The alternative framing of SOGIESC offers an antidote to many of these dilemmas. “The term SOGIESC is more expansive because everyone has a sexual orientation, a gender identity and expression, and sex characteristics. So a straight person has a sexual orientation, a gay person has a sexual orientation, a cisgender person has a gender identity, a transgender person has a gender identity, and so on,” notes human rights attorney Luíza Drummond Veado, senior program officer with the United Nations Program of the NGO Outright International.

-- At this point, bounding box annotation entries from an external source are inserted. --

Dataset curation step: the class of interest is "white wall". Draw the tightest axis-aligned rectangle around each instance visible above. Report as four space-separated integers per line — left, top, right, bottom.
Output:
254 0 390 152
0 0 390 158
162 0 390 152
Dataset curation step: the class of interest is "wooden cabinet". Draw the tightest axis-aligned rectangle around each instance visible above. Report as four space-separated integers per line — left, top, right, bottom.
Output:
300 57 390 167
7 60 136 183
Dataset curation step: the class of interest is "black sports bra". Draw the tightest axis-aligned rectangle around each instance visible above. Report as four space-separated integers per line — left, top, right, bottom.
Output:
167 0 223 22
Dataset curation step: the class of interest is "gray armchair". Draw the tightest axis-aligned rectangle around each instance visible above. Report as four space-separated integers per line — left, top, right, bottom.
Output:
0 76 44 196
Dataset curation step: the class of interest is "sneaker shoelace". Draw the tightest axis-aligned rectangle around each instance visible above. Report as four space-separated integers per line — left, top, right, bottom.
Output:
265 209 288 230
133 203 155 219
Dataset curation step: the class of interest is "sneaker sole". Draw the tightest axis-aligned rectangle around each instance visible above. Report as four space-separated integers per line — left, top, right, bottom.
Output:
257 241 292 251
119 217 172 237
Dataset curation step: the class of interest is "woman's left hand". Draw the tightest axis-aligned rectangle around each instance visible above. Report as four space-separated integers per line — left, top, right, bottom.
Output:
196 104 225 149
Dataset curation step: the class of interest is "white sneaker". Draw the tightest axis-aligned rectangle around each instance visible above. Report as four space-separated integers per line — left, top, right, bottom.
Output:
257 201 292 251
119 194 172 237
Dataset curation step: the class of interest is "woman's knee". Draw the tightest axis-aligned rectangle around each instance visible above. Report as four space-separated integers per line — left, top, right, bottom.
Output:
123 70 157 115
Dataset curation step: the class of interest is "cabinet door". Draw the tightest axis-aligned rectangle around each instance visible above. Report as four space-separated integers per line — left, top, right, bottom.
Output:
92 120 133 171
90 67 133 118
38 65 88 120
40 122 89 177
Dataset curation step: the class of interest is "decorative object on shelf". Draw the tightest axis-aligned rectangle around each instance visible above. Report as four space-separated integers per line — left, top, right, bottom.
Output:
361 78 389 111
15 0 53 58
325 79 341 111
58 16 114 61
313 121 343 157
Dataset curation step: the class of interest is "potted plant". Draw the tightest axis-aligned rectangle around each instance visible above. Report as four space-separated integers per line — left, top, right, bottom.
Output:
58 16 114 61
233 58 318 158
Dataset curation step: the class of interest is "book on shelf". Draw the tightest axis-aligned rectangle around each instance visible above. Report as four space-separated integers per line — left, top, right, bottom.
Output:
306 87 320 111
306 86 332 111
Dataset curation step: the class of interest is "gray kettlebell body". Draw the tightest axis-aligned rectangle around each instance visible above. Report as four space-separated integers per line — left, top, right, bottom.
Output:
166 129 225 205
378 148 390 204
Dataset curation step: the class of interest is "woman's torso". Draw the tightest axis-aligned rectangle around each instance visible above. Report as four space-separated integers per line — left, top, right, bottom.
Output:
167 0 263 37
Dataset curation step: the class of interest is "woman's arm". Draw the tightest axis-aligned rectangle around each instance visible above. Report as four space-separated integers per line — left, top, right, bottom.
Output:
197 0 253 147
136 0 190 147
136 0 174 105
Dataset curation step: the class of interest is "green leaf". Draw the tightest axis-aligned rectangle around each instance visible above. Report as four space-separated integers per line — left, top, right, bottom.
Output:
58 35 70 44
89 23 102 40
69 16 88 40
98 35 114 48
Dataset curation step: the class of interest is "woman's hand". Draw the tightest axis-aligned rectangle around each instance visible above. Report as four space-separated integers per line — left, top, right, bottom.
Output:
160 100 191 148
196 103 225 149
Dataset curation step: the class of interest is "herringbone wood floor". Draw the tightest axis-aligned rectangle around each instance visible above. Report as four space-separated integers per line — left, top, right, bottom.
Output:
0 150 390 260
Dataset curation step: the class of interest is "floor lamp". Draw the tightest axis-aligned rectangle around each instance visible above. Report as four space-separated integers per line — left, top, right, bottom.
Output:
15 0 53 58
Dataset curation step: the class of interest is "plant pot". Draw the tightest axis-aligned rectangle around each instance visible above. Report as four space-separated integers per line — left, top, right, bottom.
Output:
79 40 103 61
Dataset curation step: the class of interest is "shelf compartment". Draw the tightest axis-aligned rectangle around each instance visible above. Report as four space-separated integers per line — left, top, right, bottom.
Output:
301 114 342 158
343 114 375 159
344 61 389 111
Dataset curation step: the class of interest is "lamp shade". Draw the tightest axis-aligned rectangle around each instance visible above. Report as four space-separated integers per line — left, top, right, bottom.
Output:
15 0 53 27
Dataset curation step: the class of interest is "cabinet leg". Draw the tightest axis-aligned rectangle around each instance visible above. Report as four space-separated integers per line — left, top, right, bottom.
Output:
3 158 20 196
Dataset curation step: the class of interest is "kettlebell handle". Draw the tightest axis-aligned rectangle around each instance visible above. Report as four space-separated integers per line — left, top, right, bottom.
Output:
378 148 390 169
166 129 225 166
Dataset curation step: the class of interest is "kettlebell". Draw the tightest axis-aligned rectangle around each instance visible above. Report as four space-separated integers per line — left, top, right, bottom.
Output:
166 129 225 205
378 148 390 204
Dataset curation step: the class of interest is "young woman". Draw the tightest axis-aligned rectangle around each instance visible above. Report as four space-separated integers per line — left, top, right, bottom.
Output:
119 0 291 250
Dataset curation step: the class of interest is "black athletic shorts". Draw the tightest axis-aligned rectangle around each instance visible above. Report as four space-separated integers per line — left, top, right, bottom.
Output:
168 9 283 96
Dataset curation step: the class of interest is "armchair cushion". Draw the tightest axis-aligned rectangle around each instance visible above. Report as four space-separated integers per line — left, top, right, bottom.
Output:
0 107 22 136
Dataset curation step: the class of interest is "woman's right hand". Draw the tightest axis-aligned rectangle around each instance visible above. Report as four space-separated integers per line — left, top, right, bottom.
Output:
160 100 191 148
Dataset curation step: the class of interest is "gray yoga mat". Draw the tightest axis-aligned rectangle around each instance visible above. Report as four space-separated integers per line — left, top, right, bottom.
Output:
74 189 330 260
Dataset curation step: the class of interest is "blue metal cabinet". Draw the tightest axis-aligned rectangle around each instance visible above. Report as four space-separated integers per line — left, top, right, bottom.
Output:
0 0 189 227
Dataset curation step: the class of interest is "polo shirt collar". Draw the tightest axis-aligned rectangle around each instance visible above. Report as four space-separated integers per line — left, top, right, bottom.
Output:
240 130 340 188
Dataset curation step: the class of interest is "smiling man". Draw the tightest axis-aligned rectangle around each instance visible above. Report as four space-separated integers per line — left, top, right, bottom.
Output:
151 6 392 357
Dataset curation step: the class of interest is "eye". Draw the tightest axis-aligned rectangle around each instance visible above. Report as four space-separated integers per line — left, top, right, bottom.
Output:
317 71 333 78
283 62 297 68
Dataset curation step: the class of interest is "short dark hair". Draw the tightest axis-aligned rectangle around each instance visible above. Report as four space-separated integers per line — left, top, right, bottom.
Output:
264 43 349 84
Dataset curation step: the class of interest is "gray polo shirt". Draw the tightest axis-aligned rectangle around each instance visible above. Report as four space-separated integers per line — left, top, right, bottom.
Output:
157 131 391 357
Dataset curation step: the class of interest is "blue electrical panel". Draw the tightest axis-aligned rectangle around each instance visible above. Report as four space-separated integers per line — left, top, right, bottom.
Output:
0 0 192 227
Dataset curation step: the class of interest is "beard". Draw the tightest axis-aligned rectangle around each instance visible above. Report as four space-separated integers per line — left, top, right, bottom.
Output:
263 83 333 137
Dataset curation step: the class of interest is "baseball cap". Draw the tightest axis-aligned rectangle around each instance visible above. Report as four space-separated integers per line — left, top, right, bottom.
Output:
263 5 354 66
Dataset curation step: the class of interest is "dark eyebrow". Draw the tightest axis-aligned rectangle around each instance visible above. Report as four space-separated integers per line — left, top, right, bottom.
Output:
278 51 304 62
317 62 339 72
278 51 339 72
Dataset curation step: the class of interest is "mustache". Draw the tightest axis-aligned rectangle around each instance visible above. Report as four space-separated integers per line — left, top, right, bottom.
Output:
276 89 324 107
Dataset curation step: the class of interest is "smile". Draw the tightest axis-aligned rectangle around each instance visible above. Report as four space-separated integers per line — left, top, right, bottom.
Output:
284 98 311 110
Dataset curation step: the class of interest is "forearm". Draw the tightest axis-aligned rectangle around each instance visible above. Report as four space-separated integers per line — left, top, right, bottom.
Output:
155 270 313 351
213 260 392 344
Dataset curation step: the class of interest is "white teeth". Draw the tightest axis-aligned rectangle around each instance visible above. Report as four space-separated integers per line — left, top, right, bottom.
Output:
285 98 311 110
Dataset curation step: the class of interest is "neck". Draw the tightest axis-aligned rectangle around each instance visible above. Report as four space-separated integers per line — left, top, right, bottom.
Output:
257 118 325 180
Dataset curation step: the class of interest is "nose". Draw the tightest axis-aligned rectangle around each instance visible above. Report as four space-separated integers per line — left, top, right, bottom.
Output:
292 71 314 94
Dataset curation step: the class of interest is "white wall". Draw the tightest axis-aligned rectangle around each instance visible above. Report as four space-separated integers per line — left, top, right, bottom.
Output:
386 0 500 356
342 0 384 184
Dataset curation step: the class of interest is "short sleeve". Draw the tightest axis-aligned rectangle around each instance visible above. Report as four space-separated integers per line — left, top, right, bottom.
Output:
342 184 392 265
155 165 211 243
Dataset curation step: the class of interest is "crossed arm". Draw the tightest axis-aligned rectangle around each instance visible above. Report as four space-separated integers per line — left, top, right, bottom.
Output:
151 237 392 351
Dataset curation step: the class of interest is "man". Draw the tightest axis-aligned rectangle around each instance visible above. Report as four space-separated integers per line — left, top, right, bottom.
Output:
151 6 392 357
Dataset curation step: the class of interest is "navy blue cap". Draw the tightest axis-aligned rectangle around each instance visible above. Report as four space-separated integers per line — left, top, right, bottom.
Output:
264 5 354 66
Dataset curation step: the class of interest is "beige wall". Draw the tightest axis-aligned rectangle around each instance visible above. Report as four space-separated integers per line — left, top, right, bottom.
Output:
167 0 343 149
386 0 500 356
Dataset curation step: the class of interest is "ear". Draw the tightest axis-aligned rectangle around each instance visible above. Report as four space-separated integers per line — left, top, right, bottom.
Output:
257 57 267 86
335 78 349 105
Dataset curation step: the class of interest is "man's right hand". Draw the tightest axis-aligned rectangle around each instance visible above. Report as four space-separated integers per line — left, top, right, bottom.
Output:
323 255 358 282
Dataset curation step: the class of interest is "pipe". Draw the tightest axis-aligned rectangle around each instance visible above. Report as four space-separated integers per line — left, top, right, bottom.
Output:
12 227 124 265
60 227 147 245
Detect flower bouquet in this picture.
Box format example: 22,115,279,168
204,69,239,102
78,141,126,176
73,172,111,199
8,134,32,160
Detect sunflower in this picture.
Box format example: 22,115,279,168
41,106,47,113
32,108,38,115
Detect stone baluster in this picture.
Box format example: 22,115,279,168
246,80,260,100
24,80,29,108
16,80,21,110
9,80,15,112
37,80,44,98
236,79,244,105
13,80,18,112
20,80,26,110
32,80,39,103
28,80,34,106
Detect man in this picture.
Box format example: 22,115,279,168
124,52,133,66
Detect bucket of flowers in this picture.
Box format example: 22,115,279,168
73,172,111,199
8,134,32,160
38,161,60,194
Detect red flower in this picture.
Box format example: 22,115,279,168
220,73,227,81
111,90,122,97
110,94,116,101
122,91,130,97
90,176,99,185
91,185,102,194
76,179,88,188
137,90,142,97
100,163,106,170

SOGIESC shifts the focus away from specific populations and toward deeper shared traits. A useful comparison may be with the right to freedom of religion. Human rights does not, per se, protect groups of people—such as Muslims, Jews, Christians, Hindus, or Buddhists—but rather defends the underlying basic right of each person to have their own religious beliefs and worship practices, or to have none at all. The right to freedom of religion thus covers a multiplicity of different religious traditions, while recognizing that other new religions may continue to emerge.
The SOGIESC framing gained traction in 2016 when the UN Human Rights Council mandated an independent expert to focus not on “the rights of LGBT people” but rather on “protection against violence and discrimination based on sexual orientation and gender identity.” This crucially important mandate, which has been renewed twice, is commonly known as the IE SOGI. The acronym SOGIESC now further includes “gender expression,” which is outward-facing in contrast with a person’s inwardly experienced gender identity. And the term has been rounded out with “sex characteristics,” which refers to chromosomal, hormonal, anatomical and other biological aspects relating to conventional classifications as male or female.

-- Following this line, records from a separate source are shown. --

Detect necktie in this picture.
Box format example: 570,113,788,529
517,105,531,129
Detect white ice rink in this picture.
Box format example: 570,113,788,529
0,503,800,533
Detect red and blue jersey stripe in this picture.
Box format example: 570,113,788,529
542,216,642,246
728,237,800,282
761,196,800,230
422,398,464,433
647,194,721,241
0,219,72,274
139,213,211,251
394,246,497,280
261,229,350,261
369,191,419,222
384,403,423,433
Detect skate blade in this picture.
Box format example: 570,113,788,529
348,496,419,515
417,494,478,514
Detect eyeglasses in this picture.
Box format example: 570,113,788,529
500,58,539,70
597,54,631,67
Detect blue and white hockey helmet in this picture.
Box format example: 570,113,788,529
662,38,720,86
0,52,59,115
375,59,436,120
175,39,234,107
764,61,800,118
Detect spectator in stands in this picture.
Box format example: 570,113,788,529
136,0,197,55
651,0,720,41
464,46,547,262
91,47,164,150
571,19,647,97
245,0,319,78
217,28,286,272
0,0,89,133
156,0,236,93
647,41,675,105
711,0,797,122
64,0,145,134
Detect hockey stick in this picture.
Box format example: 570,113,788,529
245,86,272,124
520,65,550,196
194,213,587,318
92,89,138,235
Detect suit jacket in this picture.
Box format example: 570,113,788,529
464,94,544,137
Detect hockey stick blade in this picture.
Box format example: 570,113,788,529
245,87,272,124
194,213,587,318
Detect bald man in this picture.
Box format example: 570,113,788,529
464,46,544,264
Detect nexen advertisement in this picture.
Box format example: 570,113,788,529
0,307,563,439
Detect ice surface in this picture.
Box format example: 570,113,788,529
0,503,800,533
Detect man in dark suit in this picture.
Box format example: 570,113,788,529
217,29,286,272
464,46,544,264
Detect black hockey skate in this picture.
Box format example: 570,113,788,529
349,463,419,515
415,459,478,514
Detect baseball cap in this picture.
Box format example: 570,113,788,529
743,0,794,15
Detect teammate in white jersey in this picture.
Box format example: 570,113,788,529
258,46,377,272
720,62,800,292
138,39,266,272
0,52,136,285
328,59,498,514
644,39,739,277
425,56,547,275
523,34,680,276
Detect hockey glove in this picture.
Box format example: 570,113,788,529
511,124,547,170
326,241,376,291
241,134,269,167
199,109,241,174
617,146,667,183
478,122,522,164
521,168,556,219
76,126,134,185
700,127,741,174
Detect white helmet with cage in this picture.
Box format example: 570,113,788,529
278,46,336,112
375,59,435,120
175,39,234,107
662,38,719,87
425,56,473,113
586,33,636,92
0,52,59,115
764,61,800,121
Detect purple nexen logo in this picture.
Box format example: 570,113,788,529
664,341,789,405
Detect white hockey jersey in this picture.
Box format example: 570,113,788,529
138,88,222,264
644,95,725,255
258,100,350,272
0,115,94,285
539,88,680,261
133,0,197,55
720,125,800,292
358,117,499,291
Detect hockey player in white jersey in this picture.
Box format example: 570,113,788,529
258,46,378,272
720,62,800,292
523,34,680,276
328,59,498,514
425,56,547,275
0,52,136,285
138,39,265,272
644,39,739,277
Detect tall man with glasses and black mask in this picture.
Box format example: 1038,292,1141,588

Although the term is not yet commonplace, the International Organization for Migration now offers a SOGIESC and Migration Training Package, the UN High Commissioner for Refugees likewise provides a Training Package on SOGIESC and Working with LGBTIQ+ Persons in Forced Displacement, and UN Women has released a Diverse SOGIESC Rapid Assessment Tool. A 2022 posting about the UN’s policy on preventing sexual misconduct invokes the term SOGIESC, while the Council of Europe has committed to “inclusion of SOGIESC-diversity in the Workplace [and] combating SOGIESC-based hate crime.” The European Union’s Agency for Asylum is developing a training module on applicants with diverse SOGIESC and the Asian Development Bank recently completed a review of how SOGIESC is addressed in its policies and strategies.

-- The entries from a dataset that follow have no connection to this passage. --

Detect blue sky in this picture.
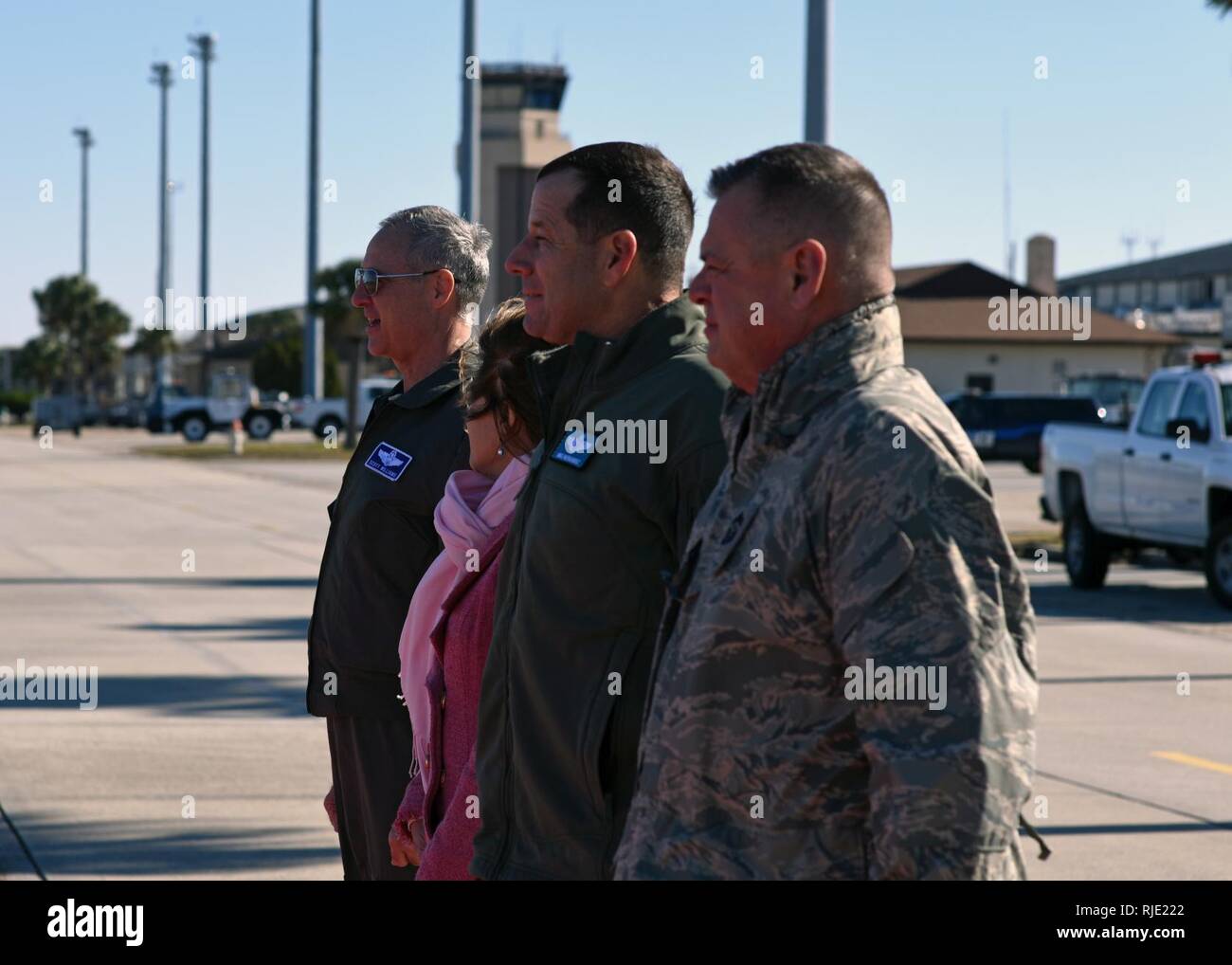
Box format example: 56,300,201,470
0,0,1232,345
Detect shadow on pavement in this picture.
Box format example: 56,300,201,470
0,674,308,718
120,616,308,644
1031,583,1232,624
9,813,342,878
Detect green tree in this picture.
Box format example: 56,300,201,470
317,258,365,352
253,329,342,397
13,333,64,391
32,275,132,395
133,325,175,373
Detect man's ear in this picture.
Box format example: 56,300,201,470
788,238,829,309
432,268,455,308
599,228,637,288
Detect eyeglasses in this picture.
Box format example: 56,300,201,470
354,268,441,295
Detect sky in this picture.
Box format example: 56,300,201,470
0,0,1232,346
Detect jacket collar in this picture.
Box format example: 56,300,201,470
385,350,462,410
529,292,706,436
571,293,706,390
722,295,903,452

The SOGIESC framing also has grassroots applications because it does not require “non-Western activists to have to explain their lived realities, just to use this model to protect themselves and their activism independently of where they are and of how groups are recognized (or not),” added Veado, Outright International's senior program officer. “There's no need to worry that one term may be used in the Pacific while another in the Caribbean, because all are covered. And SOGIESC avoids having to rewrite the letters repeatedly while guaranteeing that changes over time still offer protections and that nobody is excluded due to changes in identity.”
Every June, the multicolored rainbow flag is featured at Pride celebrations around the world. The LGBTQIA+ abbreviation reflects that laudable commitment to diversity and inclusion, and it still has a role to play. But for human rights advocacy, policy, and law, SOGIESC offers a valuable option that provides accuracy, inclusion, and a focus on universally shared traits.